Она бы вам тоже написала, но сейчас она уже спит. Последние два месяца она стала больше спать. Раньше она мне запрещала про это писать, грешила на сезонную аллергию и пила всякие чаи для того и для другого, но сейчас давно уже осень, а она устает все больше. Я ей говорю, что в наши дни от всего есть таблетки, но она не хочет их пить и отказывается идти к врачу. Поговорите с ней, пожалуйста. Спросите дядю Элберта, что это может быть.

В остальном у нас тут порядок. Дедушка чувствует себя нормально. Он все еще делает первую партию хлеба сам, хоть мы и наняли двух пекарей и одного кондитера. Гуго из них лучший, пришел к нам совсем недавно. Он был учеником шефкондитера при епископе Льежском в Бельгии, и теперь у нас в меню есть вафли. С тех пор как он приехал, я набрала пять фунтов и наслаждаюсь каждым куском! Прислала бы вам вафлю, если б могла, чтобы вы тоже насладились. Наш оборот вырос на 20 %, и дедушка души не чает в Гуго. Любит его как сына, которого у него не было.

Рядом открылся магазинчик, где торгуют мороженым, – американские туристы и военные по нему с ума сходят, – и дедушка с Гуго собираются продавать им вафельные рожки. В общем, наша лавочка процветает, и все мы этому очень рады.

Я попросила дедушку, если закончим год с хорошей прибылью, отпустить меня весной поступать в университет. Хочу изучать историю или литературу. Еще не решила. В любом случае, я уже и так слишком долго откладывала. Конечно, лучше бы в США. Там столько замечательных университетов. Но я не смогла бы оставить бабушку и дедушку. Наверное, буду поступать в Мюнхенский. Дедушка согласен. Теперь главное – поступить. Помолитесь за меня. Это мое самое сильное желание на свете.

Ну, мне пора. Надо подмести кухню перед сном. Теперь подметать не скучно, можно включить радио!

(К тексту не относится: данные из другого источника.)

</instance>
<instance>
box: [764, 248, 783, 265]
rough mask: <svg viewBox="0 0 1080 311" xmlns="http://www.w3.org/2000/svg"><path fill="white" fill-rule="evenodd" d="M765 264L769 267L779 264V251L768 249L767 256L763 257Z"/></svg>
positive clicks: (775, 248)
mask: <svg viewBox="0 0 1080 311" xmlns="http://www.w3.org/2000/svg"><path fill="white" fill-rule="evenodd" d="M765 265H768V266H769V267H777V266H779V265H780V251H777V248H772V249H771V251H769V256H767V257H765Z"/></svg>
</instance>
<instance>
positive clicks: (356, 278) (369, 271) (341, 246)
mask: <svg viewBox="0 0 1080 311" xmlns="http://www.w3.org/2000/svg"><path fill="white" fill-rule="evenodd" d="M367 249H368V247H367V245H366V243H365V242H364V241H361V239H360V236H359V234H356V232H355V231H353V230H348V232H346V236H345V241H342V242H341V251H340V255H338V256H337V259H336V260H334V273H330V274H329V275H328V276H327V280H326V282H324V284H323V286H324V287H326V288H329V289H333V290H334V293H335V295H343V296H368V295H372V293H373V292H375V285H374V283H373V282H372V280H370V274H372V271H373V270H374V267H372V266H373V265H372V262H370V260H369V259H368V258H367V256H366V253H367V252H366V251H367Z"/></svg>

Люблю вас, Джейн и дядю Элберта.

Лилиан

 

P. S. Чуть не забыла! Юлиус наконец женился! На писал нам месяц назад. Ее зовут Клара, и она из Любека. Ее папа – банкир, они переехали в Гамбург, Юлиус будет управлять гамбургским банком. Подробностей не написал. Сами знаете, какой он.

 

Гармиш, Германия

Людвигштрассе, 56

19 октября 1967 года

Дорогая тетя Элси,

Столько всего случилось и так быстро, не знаю, с чего начать. Дедушка не разрешает отправить вам телеграмму или позвонить по межгороду, пишу письмо и молюсь, чтоб вы его получили быстро как только возможно. Мы только что из больницы. Бабушке хуже. Она уже три дня лежит в постели, ничего не ест и не пьет. Я так испугалась, что вызвала «скорую».

Сказали, что у нее рак. Ох, тетя Элси, мне бы на пару месяцев раньше спохватиться! Начали бы лечить, и, может… но сейчас уже слишком поздно. Ее отправили домой, и мы с дедушкой сидим с ней неотлучно.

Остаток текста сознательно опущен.